I thought about this a lot as we went through the responsible disclosure process for CVE 2019-10962. Discovered by CyberMDX Head of Research, Elad Luz, the vulnerability affects BD’s (Becton, Dickinson and Company) AlarisTM Gateway Workstations. These workstations — essentially mobile device mounting poles — look about as innocent and low-tech as possible and are used to simultaneously dock multiple infusion pumps. When docked, the pumped are also supplied with electricity and network connectivity. In many ways, equipment such as the AlarisTM Gateway Workstation are the hospital cybersecurity equivalent of Lewis' trees. And they too have eyes!
Image credit: BD
Exploiting the disclosed vulnerability, an attacker can execute a counterfeit firmware upgrade without any predicate authentication or permissions. Malicious files can then be transferred via the update and copied straight to the internal memory — overriding existing files. An attack of this sort can allow an attacker to disable the workstation, disrupt the flow of electricity to care-critical infusion pumps, falsify pump status information (vital for the nursing staff), and in some cases even alter drug delivery. In other words, if compromised, these simple mounting poles can potentially do real harm to patients.

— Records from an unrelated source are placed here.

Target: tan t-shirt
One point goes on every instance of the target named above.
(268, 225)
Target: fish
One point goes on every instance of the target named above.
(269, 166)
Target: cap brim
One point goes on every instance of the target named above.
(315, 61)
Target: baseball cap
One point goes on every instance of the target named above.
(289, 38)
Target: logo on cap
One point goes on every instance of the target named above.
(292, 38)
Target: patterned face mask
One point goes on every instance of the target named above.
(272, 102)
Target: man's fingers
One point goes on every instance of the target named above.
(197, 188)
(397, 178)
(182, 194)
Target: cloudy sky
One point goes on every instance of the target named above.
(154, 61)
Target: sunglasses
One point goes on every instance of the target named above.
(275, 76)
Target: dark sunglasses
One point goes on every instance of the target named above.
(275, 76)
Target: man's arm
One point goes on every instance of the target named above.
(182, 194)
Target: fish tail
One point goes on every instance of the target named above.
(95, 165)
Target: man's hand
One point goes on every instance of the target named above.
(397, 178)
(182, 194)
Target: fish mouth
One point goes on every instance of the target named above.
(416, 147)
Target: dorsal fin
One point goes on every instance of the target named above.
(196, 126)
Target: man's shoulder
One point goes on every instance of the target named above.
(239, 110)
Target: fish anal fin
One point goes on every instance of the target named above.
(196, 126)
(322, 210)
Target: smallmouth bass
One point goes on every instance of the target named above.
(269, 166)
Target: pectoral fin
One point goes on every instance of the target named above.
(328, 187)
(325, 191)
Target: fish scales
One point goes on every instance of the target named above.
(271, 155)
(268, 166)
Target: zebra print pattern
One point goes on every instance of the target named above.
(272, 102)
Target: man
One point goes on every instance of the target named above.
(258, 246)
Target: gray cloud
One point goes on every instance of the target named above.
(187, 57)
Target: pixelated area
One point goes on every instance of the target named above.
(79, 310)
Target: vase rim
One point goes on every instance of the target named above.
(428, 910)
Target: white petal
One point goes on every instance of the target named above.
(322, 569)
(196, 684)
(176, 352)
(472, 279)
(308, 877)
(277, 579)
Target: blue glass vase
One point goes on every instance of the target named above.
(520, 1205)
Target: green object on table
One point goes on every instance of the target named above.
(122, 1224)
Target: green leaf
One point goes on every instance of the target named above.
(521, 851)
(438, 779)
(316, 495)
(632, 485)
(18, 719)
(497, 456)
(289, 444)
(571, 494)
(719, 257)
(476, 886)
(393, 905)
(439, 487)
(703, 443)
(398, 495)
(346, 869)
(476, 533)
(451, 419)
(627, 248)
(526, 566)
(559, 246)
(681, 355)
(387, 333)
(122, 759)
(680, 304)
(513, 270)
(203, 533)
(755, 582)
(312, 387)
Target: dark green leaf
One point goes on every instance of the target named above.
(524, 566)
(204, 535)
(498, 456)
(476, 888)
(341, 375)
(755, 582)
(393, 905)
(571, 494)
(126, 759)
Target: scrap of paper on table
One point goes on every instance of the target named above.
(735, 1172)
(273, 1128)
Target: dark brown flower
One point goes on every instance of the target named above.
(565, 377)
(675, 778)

It’s a haunting thought — the idea that what you’re most unmindful of, what blends most into the background, what you think to be entirely outside the field of play, and what you believe to be most inanimate might actually pose your biggest threat. But it’s nothing new. The same concept was known to the Ancient Greeks and, according to lore, used to defeat Troy. It’s still used in warfare today, with the best spies coming more in the mold of your accountant rather than the fictionalized James Bond.
It’s the same in cyber warfare: that which you wouldn’t think to examine is often that most worthy of your examination. Of course, relying on that logic alone isn’t particularly actionable and it may get you stuck in a strange loop. Which is why it makes sense to seek expert guidance; someone who knows the terrain well and is smart to its pitfalls — conspicuous and inconspicuous alike.
After all, without help from Mr. Tumnus and others more intimately familiar with the White Witch's tricks and traps, Lucy and her siblings would never have been able to end the perpetual winter and save Narnia.
Without a strong base of field-specific knowledge and some level of insight into the attacker mentality, you'll never be able to properly defend yourself. A spirit of vigilance is a good start, but it won't be enough. Your vigilance needs to be matched with equal measures of expertise and active investigation. Without that, you’ll never know where to look or what to do; and you may waste your time interrogating rock formations as the trees betray you!